CourtOregon Tax Court
DecidedJanuary 11, 2011
DocketTC-MD 091569D.
StatusPublished

This text of Keneally v. Department of Revenue, Tc-Md 091569d (or.tax 1-11-2011) (Keneally v. Department of Revenue, Tc-Md 091569d (or.tax 1-11-2011)) is published on Counsel Stack Legal Research, covering Oregon Tax Court primary law. Counsel Stack provides free access to over 12 million legal documents including statutes, case law, regulations, and constitutions.

Bluebook
Keneally v. Department of Revenue, Tc-Md 091569d (or.tax 1-11-2011), (Or. Super.
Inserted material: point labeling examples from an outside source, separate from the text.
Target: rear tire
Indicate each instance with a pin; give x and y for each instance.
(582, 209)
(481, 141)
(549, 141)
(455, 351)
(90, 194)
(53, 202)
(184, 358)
Ct. 2011).

Opinion

DECISION
Plaintiffs appeal Defendant's denial of Plaintiff's (Nicholas Keneally) claimed employee business mileage deduction for tax years 2005 and 2006. A trial was held in the Oregon Tax Court courtroom, Salem, Oregon, on September 1, 2010. Richard Mitchell, Certified Public Accountant, appeared on behalf of Plaintiffs. Nicholas Keneally (Plaintiff) testified. Susan Farnsworth (Farnsworth), tax auditor, appeared and testified on behalf of Defendant.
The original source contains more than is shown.